Alexander F.C.
- Full name: Alexander Football Club
- Founded: 1880
- Dissolved: 1884
- Ground: Scroggy Park
- Secretary: George Given
- Captain: T. Campbell
| Home colours |

= Alexander F.C. =

Alexander Football Club is a former Irish football club from Limavady, County Londonderry.

==History==

It was founded in 1880 by members of the Alexander Cricket Club, and was the first club to play in the town. Its earliest demonstration of the game to the public was between XIs chosen by the captain and secretary.

It was a founding member of the Irish Football Association, contributing to the purchase of the original Irish Cup. The club played in the early years of the Irish Cup, its best run being to the semi-final in 1882–83, where the club was heavily beaten by Cliftonville. Alexander was not helped by goalkeeper Rankin being injured trying to keep out the first goal after "some of his opponents leaped on him".

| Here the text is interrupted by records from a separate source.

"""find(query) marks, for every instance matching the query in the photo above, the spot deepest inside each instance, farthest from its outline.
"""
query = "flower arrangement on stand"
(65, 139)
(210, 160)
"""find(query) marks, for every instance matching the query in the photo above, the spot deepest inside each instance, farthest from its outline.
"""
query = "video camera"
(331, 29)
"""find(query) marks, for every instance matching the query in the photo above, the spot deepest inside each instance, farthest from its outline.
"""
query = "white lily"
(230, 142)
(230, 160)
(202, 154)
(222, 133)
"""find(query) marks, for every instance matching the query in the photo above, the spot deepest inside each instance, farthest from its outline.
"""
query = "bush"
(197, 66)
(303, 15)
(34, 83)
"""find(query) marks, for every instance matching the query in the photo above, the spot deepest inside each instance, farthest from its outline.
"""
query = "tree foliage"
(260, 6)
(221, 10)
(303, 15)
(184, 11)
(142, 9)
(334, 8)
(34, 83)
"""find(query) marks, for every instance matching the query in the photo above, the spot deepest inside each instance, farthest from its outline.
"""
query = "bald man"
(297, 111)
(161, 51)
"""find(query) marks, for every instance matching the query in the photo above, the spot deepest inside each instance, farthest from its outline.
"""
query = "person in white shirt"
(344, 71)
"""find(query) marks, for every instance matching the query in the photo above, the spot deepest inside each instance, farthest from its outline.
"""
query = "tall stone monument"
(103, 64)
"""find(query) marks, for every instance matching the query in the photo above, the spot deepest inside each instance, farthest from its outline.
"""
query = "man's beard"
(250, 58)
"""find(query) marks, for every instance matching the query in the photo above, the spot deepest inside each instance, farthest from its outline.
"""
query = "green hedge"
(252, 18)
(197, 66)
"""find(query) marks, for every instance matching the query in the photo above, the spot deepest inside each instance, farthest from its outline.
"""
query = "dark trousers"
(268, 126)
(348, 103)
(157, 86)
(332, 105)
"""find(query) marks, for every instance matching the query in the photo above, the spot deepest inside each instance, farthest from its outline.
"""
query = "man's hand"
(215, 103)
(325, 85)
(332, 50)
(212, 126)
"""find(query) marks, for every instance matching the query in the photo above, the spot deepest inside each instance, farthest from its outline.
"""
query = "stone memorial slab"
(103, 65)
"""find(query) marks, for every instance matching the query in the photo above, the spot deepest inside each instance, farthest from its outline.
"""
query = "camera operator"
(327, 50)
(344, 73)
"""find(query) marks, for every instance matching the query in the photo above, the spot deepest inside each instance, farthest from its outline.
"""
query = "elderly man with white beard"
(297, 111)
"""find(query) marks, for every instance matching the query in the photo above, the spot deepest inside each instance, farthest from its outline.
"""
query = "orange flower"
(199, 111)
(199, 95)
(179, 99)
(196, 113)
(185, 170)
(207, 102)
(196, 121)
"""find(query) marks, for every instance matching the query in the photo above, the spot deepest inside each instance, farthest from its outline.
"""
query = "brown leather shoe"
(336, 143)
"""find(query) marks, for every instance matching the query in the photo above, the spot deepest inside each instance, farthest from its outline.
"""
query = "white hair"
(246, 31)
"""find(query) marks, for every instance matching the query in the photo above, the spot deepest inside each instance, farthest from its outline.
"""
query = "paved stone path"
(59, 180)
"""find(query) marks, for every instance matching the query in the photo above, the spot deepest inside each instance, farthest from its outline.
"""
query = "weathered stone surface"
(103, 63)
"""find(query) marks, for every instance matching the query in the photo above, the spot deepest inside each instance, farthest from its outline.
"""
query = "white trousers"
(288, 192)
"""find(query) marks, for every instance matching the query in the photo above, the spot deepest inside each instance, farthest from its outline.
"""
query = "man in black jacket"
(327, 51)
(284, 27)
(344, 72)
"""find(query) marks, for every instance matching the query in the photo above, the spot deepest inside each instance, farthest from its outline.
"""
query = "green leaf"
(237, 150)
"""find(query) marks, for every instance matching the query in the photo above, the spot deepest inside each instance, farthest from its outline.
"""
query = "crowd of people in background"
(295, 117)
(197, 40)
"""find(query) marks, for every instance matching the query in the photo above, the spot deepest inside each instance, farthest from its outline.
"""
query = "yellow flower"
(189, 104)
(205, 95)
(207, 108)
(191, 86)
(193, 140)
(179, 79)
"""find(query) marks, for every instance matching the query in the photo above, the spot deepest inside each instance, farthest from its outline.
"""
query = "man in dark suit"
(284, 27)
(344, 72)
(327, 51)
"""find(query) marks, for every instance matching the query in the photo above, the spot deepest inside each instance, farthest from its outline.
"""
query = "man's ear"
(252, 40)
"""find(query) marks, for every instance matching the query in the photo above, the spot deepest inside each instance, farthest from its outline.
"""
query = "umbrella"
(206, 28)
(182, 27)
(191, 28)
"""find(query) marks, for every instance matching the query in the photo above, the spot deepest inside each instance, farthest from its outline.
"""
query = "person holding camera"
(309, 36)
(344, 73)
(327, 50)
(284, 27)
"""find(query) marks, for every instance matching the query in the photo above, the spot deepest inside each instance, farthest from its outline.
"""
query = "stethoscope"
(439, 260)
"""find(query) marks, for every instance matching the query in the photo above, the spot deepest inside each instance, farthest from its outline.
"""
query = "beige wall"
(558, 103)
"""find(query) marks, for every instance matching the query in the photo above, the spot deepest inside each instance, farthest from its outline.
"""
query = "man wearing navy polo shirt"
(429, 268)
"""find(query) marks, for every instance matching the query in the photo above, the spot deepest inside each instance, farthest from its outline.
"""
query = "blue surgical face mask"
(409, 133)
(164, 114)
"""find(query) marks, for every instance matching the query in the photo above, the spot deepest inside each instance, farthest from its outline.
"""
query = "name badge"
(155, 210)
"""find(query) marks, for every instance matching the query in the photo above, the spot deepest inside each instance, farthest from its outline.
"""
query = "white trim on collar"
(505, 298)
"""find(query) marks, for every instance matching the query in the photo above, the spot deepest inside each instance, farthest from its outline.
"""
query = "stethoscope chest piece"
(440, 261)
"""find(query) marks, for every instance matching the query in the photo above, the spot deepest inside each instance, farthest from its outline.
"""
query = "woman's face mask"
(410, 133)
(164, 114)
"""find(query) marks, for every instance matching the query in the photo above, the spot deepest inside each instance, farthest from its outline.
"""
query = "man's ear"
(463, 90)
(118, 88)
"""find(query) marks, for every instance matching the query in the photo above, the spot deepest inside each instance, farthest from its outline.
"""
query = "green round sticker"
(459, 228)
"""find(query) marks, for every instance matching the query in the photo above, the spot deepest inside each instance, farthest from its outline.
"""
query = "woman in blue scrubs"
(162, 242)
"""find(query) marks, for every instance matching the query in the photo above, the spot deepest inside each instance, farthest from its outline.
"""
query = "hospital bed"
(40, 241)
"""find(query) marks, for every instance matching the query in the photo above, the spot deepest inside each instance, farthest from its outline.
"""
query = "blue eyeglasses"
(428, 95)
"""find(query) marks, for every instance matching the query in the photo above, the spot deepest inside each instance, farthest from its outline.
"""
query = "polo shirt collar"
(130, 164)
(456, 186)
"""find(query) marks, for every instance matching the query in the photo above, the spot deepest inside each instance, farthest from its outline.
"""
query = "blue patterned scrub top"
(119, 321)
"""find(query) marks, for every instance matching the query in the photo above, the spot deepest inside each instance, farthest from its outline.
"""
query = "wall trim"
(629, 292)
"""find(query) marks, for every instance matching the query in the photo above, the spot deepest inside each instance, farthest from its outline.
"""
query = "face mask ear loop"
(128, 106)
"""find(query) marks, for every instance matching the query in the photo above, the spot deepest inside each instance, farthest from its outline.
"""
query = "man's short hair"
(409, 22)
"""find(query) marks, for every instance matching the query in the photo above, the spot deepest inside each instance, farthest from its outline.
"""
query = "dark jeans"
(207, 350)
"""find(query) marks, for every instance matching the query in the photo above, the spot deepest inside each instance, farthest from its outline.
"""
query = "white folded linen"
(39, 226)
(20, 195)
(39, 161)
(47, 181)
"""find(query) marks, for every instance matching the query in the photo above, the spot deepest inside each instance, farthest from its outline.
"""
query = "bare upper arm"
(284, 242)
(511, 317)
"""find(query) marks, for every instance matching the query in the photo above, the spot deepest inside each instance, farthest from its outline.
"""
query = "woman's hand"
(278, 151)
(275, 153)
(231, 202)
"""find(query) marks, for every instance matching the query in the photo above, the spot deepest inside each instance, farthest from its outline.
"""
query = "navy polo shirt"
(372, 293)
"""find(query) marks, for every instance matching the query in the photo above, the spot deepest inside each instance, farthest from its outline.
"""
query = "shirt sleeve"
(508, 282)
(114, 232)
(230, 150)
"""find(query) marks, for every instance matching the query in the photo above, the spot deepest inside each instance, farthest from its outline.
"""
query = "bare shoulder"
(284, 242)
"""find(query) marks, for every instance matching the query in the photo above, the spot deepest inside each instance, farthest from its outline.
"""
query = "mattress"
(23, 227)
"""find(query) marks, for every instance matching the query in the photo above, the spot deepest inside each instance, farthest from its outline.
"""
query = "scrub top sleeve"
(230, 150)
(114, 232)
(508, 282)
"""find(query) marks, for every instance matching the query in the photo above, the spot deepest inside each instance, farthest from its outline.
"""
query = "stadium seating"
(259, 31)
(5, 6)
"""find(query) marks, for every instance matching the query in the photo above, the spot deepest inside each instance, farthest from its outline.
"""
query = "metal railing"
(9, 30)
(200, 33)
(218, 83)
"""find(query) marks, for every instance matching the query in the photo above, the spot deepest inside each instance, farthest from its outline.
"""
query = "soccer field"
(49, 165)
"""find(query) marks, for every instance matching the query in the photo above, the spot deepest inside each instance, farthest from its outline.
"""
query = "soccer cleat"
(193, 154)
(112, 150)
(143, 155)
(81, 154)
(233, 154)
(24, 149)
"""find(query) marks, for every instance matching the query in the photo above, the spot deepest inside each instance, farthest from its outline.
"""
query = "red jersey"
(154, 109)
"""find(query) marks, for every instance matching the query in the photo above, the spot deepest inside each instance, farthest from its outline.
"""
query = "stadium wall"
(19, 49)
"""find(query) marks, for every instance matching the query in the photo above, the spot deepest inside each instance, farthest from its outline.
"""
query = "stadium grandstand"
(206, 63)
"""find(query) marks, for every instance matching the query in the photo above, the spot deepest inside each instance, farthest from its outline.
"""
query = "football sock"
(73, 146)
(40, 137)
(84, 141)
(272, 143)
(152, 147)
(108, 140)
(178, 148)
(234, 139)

After a contentious defeat to Moyola Park in the quarter-final of the 1883–84 Irish Cup, the club withdrew in protest from the association. The withdrawal did not have any long-term effect, as, after the end of the season, Alexander merged with the Limavady Wanderers club to form Limavady F.C.

==Colours==

The club wore blue and white.

==Ground==

The club played at Scroggy Park, later used by the merged club.

==Notable players==

Goalkeeper James Rankin earned an international cap while at the club. Two others - Orr Devine and Tom McLean - did so after the merger with the Wanderers.